Cooked and dried Lemon peels coated with sugar.


Ingredients

  • 3 large lemons, preferably organic
  • 2 1/4 cups sugar, divided
  • Water

Instructions

  1. Thoroughly wash and dry lemons. Cut off end pieces of each lemon. Quarter each lemon and remove the fruit pulp. Cut the lemon peel into thin strips, about 1/8″ thick or thicker if preferred.
  2. Add the lemon peels and about four cups of water to a medium pan. Bring to a boil and remove from heat. Rinse the peels and repeat this process two more times. This will remove the bitter taste from the white pith.
  3. Add two cups of water and two cups of sugar to a medium pan and bring to a boil over high heat.
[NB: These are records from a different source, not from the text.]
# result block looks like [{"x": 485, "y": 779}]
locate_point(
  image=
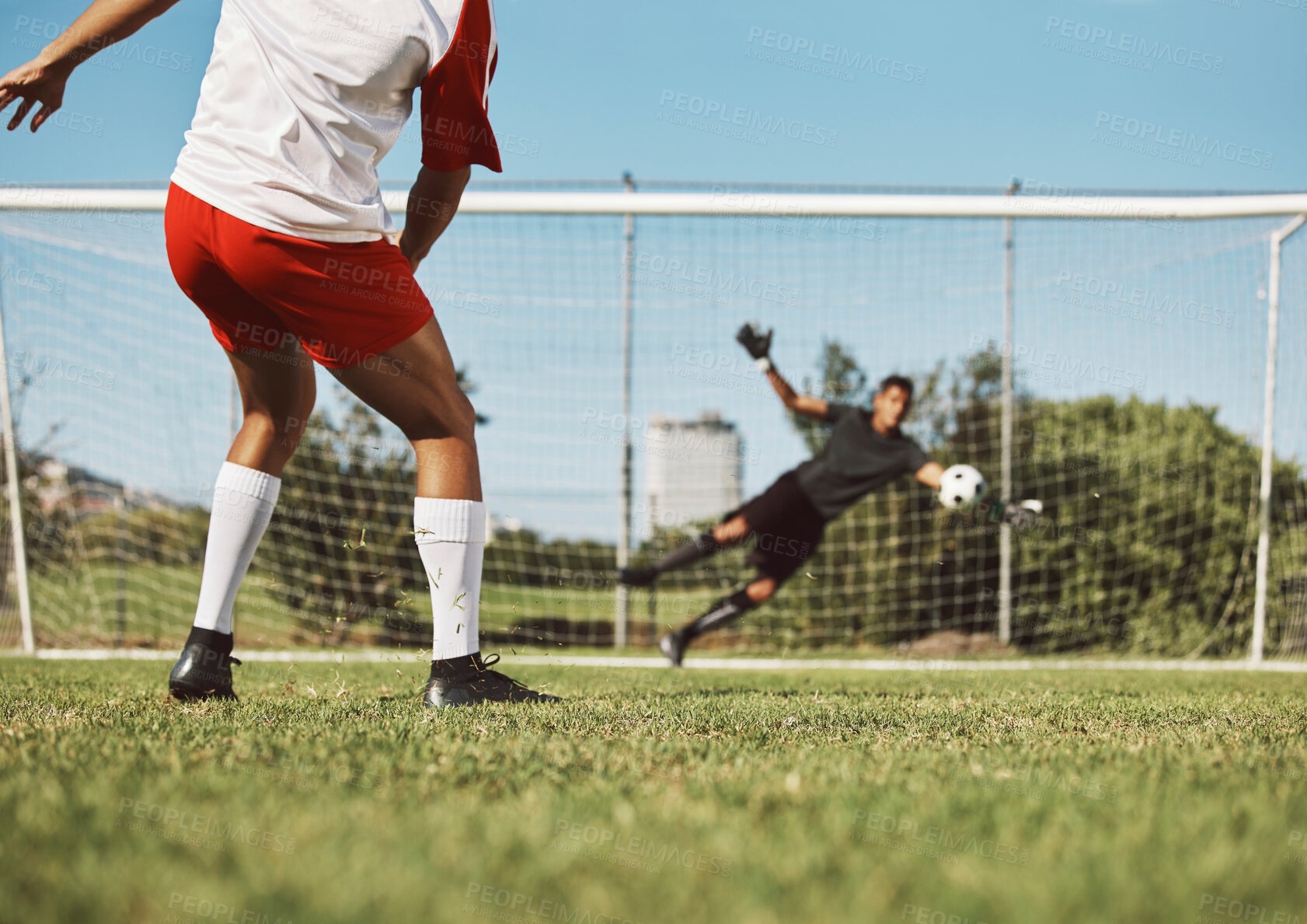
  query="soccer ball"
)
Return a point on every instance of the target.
[{"x": 961, "y": 486}]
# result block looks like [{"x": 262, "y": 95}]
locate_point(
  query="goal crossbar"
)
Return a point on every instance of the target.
[{"x": 731, "y": 203}]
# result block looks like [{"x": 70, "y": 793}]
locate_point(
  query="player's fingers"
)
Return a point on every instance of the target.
[
  {"x": 21, "y": 113},
  {"x": 40, "y": 118}
]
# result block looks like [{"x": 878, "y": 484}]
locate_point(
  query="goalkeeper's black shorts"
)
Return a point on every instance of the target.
[{"x": 785, "y": 528}]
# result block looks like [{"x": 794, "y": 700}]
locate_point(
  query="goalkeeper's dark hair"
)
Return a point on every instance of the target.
[{"x": 901, "y": 381}]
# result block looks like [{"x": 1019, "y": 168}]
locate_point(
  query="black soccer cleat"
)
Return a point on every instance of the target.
[
  {"x": 204, "y": 668},
  {"x": 465, "y": 682},
  {"x": 643, "y": 577},
  {"x": 674, "y": 646}
]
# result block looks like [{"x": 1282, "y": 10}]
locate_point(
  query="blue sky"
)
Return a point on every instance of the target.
[{"x": 1056, "y": 94}]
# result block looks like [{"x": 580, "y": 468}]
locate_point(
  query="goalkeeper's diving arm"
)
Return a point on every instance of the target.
[{"x": 760, "y": 345}]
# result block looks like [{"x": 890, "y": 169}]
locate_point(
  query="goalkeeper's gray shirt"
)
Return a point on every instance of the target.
[{"x": 856, "y": 460}]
Add the lemon peels and return to a boil. Reduce heat to medium low and simmer for about twenty minutes until the white pith has become translucent. Remove from heat.
  4. Place a wire cooking rack over a cookie sheet. Spread the lemon peel strips out over the wire cooling rack. Allow to set overnight to dry, or preheat an oven to 200 degrees and turn off. Place cookie sheet in oven and leave overnight.
  5. Once lemon peels have dried, dip each strip in the 1/4 cup of remaining sugar and place them in an airtight container.
  6. Lemon peels will keep in an airtight container for several weeks.

Notes

  • This recipe makes about 8 ounces of Candied Lemon Peel.